En face, le président ukrainien Volodymyr Zelensky a affirmé disposer de renseignements indiquant que Moscou "prépare une nouvelle frappe massive" contre l'Ukraine. "Soyez attentifs aux alertes aériennes et protégez vos vies", a-t-il lancé à ses concitoyens, alors que la Russie appelle les diplomates étrangers à quitter Kiev. Cette annonce fait suite à des bombardements intenses qui ont déjà touché la capitale ukrainienne le week-end précédent.

Contexte : une escalade aux multiples facettes

Ces événements s'inscrivent dans une intensification du conflit, qui a franchi le cap des 1 556 jours. La guerre s'étend désormais au-delà des frontières ukrainiennes, avec des incursions de drones russes sur le territoire de l'Otan – un fait inédit depuis le début de l'invasion. Parallèlement, l'Ukraine multiplie les frappes de drones sur des cibles énergétiques et industrielles en Russie, notamment dans les régions de Kirov, Saratov, Rostov, Voronej et Belgorod.

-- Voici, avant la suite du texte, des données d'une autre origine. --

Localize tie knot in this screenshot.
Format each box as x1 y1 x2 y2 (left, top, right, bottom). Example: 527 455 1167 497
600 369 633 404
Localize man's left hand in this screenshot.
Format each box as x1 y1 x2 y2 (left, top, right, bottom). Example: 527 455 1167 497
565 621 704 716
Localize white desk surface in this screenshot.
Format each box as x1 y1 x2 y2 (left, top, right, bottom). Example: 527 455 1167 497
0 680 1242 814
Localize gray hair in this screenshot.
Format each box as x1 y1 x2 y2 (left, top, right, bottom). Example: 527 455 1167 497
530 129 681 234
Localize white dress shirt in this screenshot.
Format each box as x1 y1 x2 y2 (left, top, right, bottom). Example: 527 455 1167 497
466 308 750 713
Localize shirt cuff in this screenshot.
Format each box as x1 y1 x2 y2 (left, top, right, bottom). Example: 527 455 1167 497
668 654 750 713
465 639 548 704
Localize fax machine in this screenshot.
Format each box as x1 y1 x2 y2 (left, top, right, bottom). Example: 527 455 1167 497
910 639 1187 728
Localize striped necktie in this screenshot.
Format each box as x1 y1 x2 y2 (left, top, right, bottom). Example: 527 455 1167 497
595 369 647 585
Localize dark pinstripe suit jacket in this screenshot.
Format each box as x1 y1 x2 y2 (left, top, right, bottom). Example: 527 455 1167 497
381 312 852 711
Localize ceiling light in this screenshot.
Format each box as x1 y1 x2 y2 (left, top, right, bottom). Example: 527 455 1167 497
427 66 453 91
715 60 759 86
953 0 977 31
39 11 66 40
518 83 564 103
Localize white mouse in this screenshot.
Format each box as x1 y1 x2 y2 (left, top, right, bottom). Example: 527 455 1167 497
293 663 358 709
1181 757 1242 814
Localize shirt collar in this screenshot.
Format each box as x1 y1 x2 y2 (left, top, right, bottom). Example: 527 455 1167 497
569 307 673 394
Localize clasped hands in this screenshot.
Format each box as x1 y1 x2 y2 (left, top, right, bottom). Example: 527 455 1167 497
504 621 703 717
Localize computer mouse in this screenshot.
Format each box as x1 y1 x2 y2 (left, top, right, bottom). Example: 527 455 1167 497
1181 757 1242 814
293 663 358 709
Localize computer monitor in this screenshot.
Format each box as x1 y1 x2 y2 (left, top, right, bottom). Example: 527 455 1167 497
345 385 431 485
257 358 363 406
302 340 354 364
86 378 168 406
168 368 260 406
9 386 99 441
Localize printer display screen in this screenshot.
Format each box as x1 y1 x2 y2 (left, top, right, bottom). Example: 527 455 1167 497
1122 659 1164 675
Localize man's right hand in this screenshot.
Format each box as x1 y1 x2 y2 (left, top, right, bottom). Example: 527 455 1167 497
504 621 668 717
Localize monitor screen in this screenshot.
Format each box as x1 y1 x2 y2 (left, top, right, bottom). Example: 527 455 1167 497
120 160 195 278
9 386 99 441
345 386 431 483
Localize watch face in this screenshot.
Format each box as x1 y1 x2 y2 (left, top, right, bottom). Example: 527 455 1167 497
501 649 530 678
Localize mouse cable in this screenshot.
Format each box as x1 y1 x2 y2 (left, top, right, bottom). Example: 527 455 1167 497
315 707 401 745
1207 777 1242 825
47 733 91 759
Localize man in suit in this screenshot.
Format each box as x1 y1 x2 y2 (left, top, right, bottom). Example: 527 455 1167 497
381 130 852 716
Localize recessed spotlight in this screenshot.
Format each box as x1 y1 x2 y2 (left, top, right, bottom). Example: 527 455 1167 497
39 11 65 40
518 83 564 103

Dans ce climat de tensions, Volodymyr Zelensky a également révélé avoir demandé aux États-Unis l'autorisation de produire sous licence des missiles Patriot, jugeant la production actuelle d'intercepteurs antibalistiques très insuffisante face aux frappes russes. Une demande qui témoigne de l'urgence de la situation pour Kiev.

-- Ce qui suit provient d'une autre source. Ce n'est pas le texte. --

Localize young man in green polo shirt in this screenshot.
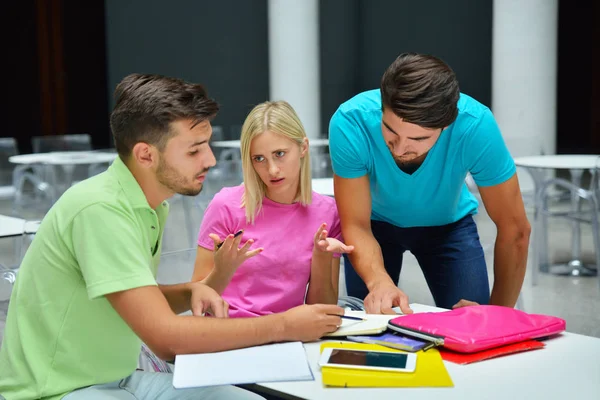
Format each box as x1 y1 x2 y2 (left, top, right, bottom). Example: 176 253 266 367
0 75 343 400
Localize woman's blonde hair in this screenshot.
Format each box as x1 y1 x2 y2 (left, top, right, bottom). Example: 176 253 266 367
240 101 312 224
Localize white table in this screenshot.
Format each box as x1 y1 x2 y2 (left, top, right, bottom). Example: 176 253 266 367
8 151 117 165
210 138 329 149
514 154 600 275
8 151 117 198
0 215 25 238
0 215 40 270
251 304 600 400
312 178 333 197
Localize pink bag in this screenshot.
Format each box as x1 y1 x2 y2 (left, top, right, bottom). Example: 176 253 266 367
388 305 566 353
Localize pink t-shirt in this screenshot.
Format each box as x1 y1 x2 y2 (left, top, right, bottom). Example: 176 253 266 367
198 186 341 317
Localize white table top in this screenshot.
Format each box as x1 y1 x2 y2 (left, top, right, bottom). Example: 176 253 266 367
8 151 117 165
0 215 25 237
515 154 600 169
312 178 333 196
256 304 600 400
210 138 329 149
0 215 41 238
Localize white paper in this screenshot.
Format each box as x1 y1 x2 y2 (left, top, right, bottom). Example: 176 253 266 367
325 311 398 337
173 342 314 389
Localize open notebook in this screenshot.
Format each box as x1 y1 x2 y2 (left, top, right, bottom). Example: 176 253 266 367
325 311 398 337
173 342 314 389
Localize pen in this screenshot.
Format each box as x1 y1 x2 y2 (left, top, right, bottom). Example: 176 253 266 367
217 229 244 250
328 314 367 321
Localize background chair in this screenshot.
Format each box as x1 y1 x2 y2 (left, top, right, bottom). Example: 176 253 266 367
533 156 600 287
0 138 19 199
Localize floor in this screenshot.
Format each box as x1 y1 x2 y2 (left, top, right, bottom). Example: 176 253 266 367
0 179 600 350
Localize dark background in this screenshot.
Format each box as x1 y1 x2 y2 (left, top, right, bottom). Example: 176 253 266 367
0 0 600 153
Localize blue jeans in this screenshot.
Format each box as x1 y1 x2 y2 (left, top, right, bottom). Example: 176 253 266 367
344 215 490 308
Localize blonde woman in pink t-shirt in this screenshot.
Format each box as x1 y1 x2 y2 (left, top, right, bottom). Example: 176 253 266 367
192 101 354 317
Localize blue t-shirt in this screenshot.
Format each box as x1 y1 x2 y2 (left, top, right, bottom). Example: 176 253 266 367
329 89 516 227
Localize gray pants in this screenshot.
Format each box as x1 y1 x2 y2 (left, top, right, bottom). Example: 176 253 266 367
63 371 262 400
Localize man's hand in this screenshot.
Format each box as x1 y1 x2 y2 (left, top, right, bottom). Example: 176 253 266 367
314 223 354 254
208 233 263 274
452 299 479 310
282 304 344 342
190 282 229 318
365 281 413 314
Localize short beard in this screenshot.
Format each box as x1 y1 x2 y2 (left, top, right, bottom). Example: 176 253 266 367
156 158 207 196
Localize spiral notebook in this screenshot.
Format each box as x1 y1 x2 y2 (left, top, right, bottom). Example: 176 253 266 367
173 342 314 389
325 311 398 337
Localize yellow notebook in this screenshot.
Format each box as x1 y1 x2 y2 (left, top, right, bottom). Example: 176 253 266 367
321 342 454 387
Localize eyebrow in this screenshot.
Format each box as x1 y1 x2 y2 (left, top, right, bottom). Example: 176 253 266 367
189 140 208 149
251 147 289 157
381 119 432 140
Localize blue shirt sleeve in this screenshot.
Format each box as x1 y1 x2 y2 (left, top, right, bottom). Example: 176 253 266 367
463 109 516 186
329 110 368 179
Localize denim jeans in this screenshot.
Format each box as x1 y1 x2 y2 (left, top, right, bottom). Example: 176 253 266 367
344 215 490 308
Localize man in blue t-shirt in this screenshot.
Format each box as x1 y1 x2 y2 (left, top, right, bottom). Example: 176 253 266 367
329 53 530 313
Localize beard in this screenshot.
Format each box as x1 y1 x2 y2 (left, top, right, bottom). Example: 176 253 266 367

Perspectives : vers un nouveau seuil de dangerosité ?

La frappe sur la centrale de Zaporijjia et l'incursion en Roumanie marquent un nouveau palier dans le conflit. Le risque d'un accident nucléaire, bien que contenu pour l'instant, reste réel et préoccupe la communauté internationale. L'AIEA insiste sur la nécessité d'inspecter le bâtiment endommagé, mais l'accès est compliqué par le contrôle russe du site.

Par ailleurs, l'incident en Roumanie pose la question de la réponse de l'Otan face à une violation de son espace aérien. Si l'Alliance atlantique a condamné fermement l'acte, elle n'a pas évoqué pour l'instant de représailles militaires. La situation rappelle également d'autres tensions régionales, comme celles observées au Moyen-Orient, où l'escalade diplomatique et militaire se poursuit – un rappel que les conflits contemporains s'enchaînent et se répondent.

Alors que Poutine nie toute volonté d'escalade, les faits sur le terrain dessinent une réalité différente. L'Ukraine, de son côté, cherche à renforcer ses capacités de défense antiaérienne tout en maintenant la pression sur les positions russes. Les prochains jours seront décisifs pour évaluer si ces frappes étaient des incidents isolés ou le prélude à une nouvelle phase du conflit.